Glad Tom is loving his sis - if a lil jealous at times   bless.

*Billie - * So very glad Abi and you are well. Has her sleeping sorted back? Was it just a wee glitch or teeth and weaning needs? Top of the list feels really odd, very exciting to think I'll meet this little one soon and she will bring a new dimension to our lives. We have our 'getting together' anniversary this coming week and we realised it is 15 years we have been together (!!), so a new addition to the family will be welcome and will keep us on our toes won't it?! Wow birth is not far away now. We are starting to get our heads around what we wish for and what is likely to happen etc. We've got our ward tour this coming Tuesday so that will be good. It is sinking in a bit more now, ward tour is likely to force that somewhat more me thinks 

*Sam / GiA -* thanks hun, glad you like them! DH keeps saying how seriously pretty she is and I feel a bit arrogant and bashful saying that - but she is sooo cute! Wow you get to look at two babies and two boys, wonder if they'll look alike or different?! How exciting. They reccomend you have twins earlier don't they? I had mine quite late (for obvious reasons - getting Willow's anniversaries out of the way etc) but as I have a posterior placenta that helps no end. Where are you having yours done? Let us know when the photos are up, can't wait to see them. Bet you're excited?

We went to A 4D baby in Martlesham near Ipswich. It was amazing to watch and to have all the footage as a memento. She was hiding behind her arm and the cord a lot so we were worried we wouldn't get a good view for a while but she eventually shifted the arm and we were off. She must have been having a shy moment - bashful like her mummy (mind you she was not so shy about showing her lady parts off! Not someting I am in habit of doing - honest  ). At one point she actually sucks on her cord - bless! The yawn is fab isn't it? I love those feet - so that is what is kicking me so much and making Mexican waves in my tummy - arrrr! Oh and she has eyelashes - they said that was the first time they had noticed them on a scan - please let that mean they are nice and long. She is heads down still which is fab, hoping that will stay, just need to slowly encourage her round a little as she mainly sits with her spine to my left - am I correct that she needs ideally to be slightly more spine to my belly?
We were amazed at how they can 'scrub out' / 'focus behind' some of the cord and placenta etc that are in the way by changing the frequency - we got all technical about it (we run a design company so interesting to us) and all that! You still get a knobbly effect but most of it goes. On the ones I've posted in the gallery we have masked the edges to black to help them look at bit clearer.

So glad that you got some good meds for the acid heartburn, cannot imagine how nasty that has been for you. You feeling OK apart from that or is the bump getting massively uncomfortable? Is work OK?

*Oink, Looby, Sam & Struthie -* thanks for your lovely comments on the scans. xx 

*Pal - *How are you?

*Doods -* All OK? Good weekend?

*Love* to all mummies and bubs and all bumpies, and esp to those I've not personally mentioned x.
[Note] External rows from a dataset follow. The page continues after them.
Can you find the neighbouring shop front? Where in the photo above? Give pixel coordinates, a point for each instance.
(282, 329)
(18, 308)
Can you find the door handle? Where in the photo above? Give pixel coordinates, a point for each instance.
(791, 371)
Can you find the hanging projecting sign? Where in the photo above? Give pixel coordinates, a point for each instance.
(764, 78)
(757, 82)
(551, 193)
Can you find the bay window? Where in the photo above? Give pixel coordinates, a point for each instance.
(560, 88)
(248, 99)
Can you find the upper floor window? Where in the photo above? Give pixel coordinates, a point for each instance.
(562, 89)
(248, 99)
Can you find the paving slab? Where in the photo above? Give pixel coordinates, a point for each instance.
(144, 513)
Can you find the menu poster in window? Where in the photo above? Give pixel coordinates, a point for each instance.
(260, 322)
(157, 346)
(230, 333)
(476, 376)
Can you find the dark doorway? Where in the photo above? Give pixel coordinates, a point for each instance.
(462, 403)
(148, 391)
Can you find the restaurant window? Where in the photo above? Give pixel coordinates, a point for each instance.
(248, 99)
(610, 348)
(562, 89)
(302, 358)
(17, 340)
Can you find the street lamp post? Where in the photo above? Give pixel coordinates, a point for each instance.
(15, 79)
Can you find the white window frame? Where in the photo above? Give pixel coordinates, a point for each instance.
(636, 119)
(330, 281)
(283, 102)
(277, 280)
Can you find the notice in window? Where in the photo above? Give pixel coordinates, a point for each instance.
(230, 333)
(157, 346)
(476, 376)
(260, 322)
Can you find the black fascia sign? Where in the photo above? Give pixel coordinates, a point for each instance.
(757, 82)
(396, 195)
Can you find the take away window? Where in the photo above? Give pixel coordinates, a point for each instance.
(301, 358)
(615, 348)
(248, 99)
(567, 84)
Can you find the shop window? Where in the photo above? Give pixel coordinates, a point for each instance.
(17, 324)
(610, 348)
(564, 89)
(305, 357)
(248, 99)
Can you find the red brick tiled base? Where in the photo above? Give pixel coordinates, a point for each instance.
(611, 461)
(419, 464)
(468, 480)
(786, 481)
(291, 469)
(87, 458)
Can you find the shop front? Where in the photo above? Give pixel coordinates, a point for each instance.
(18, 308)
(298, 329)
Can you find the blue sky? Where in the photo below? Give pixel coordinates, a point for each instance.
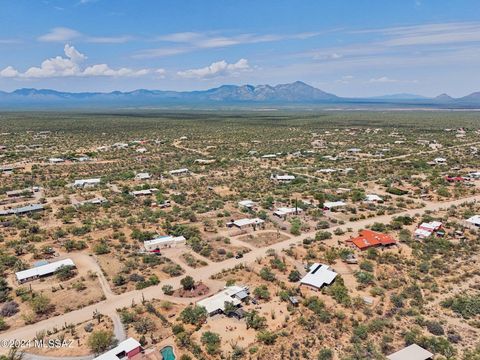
(347, 47)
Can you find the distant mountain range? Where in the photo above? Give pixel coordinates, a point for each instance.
(293, 94)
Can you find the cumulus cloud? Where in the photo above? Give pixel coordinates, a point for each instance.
(63, 34)
(60, 34)
(71, 65)
(386, 79)
(219, 68)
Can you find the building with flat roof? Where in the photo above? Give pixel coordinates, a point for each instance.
(368, 238)
(42, 270)
(87, 182)
(163, 242)
(28, 209)
(329, 205)
(318, 276)
(411, 352)
(284, 211)
(246, 204)
(125, 350)
(215, 304)
(179, 172)
(474, 220)
(282, 178)
(245, 223)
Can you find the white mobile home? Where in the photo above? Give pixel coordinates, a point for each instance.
(215, 304)
(179, 172)
(163, 242)
(83, 183)
(42, 271)
(282, 178)
(318, 276)
(245, 223)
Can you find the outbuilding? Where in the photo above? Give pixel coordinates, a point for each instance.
(42, 270)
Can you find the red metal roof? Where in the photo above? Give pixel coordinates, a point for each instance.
(368, 238)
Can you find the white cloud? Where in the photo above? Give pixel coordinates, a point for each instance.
(71, 66)
(63, 34)
(345, 79)
(9, 72)
(219, 68)
(60, 34)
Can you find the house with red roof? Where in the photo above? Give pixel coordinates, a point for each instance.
(368, 238)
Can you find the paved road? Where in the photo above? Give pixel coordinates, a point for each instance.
(109, 306)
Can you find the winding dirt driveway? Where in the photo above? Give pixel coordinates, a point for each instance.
(113, 302)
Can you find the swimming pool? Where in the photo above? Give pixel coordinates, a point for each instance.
(167, 353)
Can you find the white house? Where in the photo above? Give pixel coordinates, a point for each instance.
(43, 270)
(411, 352)
(127, 349)
(440, 161)
(56, 160)
(318, 276)
(204, 161)
(422, 233)
(474, 220)
(246, 204)
(244, 223)
(179, 172)
(86, 182)
(373, 198)
(142, 176)
(163, 242)
(94, 201)
(215, 304)
(282, 178)
(284, 211)
(146, 192)
(329, 205)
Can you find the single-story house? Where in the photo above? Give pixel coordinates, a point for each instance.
(28, 209)
(127, 349)
(373, 198)
(431, 226)
(248, 204)
(179, 172)
(142, 176)
(215, 304)
(329, 205)
(56, 160)
(282, 178)
(474, 220)
(86, 182)
(284, 211)
(204, 161)
(94, 201)
(269, 156)
(427, 229)
(244, 223)
(163, 242)
(42, 270)
(146, 192)
(20, 193)
(368, 238)
(411, 352)
(440, 160)
(422, 233)
(318, 276)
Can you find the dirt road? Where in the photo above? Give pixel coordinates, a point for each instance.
(109, 306)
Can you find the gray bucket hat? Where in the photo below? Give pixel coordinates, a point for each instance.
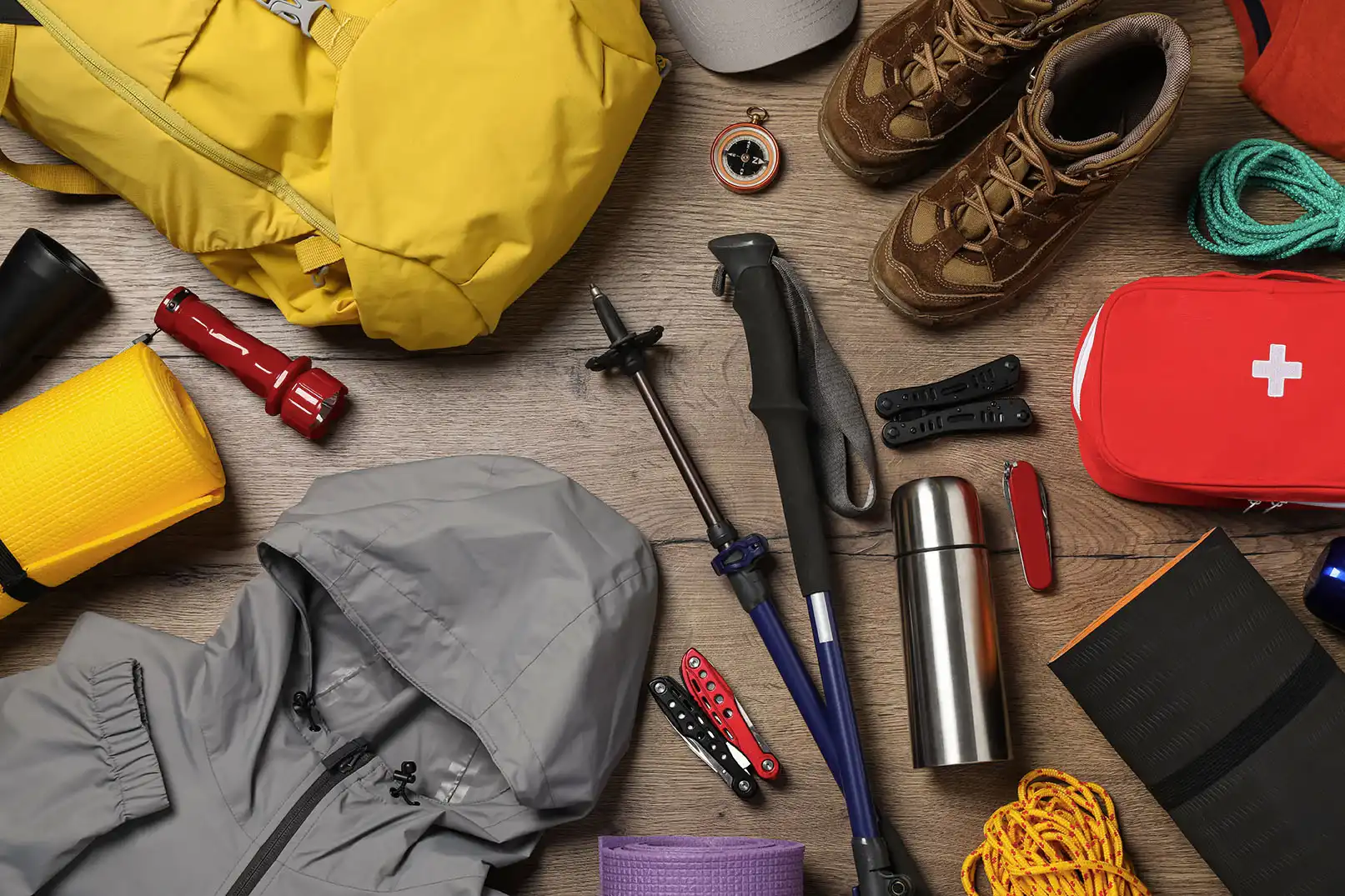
(740, 35)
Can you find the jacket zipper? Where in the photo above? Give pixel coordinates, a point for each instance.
(340, 766)
(177, 127)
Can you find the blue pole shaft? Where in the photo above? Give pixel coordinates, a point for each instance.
(796, 678)
(845, 729)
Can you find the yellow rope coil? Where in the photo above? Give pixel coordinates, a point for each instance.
(1060, 838)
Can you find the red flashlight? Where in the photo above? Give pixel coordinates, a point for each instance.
(309, 400)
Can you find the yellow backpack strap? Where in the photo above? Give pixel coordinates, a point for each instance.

Hope you are all having a good and restful weekend.

Love Charlie xxx


----------



## Fone (Dec 4, 2004)

Hi there,
Don't know if many of you will remember me, I had Tom and Molly about 1 year ago.  It has been months since I was last here.  I have been so busy with one thing and another - no excuse really as I know you are all ultra busy bumps and mummies too.  I have been reading your posts from time to time and trying to keep up with everyone.  Congratulations to all you new bumpers and mummies  

We are doing well.  Tom and Molly keep me constantly amused and busy of course.  Tom is very nearly walking and Molly is not far behind.  They sleep well, eat well and are generally very happy little bunnies.  They had their first birthday last week, although they were just getting over chicken pox - they both had it together.  Better to get it out the way early I suppose.

Thanks Candy for the message, it was lovely to hear from you!

I have put up 3 photos on the "Babies in their first year" section if anyone is interested!

Congratulations to Vicky and Moosey - lots of love to you both and to dear little Bertie 

Well, just a short one from me, to let you know we are all well and very happy.  I will try to write more frequently and keep up with you all,

Till then,

Lots of love,
Fone xx


----------



## morgan (Jul 15, 2004)

Yay, Fone - fantastic to hear from you!! so glad Tom and Molly are well (apart from Chicken pux, poor things). Can';t believe it's a year already!! Glad they are such happy bunnies and its so lovely when they start walking around. Anyway, lovely to hear from you 

Charlie - the scan sounds so lovely. It's been such a crazy year and a bit for you, no wonder you've not really had time to sit down and think about this new baby but don't worry, as soon as she's born you won't be able to think about anything else!! Anyway, don't beat yourself up about it and worrying for the future, just deal with things as they come along - that's the important thing. 
re. pre-term babies, know what you mean about packing the bag early. We didn't think the twins would turn up until 39 or 40 weeks. So although I had my bag packed, we hadn't got more than halfway through decorating and carpeting the babies' room, hall, stairs, landing and hadn't bought a big enough car when the babies were actually born at 36 weeks  duh!

We've had a pretty rough few days  been feeling really crap and exhausted with a cold that went to my chest plus 2 cranky demanding toddlers (anyone else find their babies seem to pick up on it when you're ill?) and then dh and I both came down with a stomach bug and felt sick as dogs until today. Times like that I sooooo wish we had family nearby to come and help, even for an hour. Anyway, on the mend now and had a few hours out today, since I'd not left the house in 3 days. Went to a stately home and borrowed 2 hip seats for the boys, which were great only Robin was v cranky and *determined * to walk everywhere (all the forbidden roped off bits, towards the priceless ancient vases....) so we didn't actually get to 'see' much of the house but had a lovely walk in the gardens after and got some well needed fresh air.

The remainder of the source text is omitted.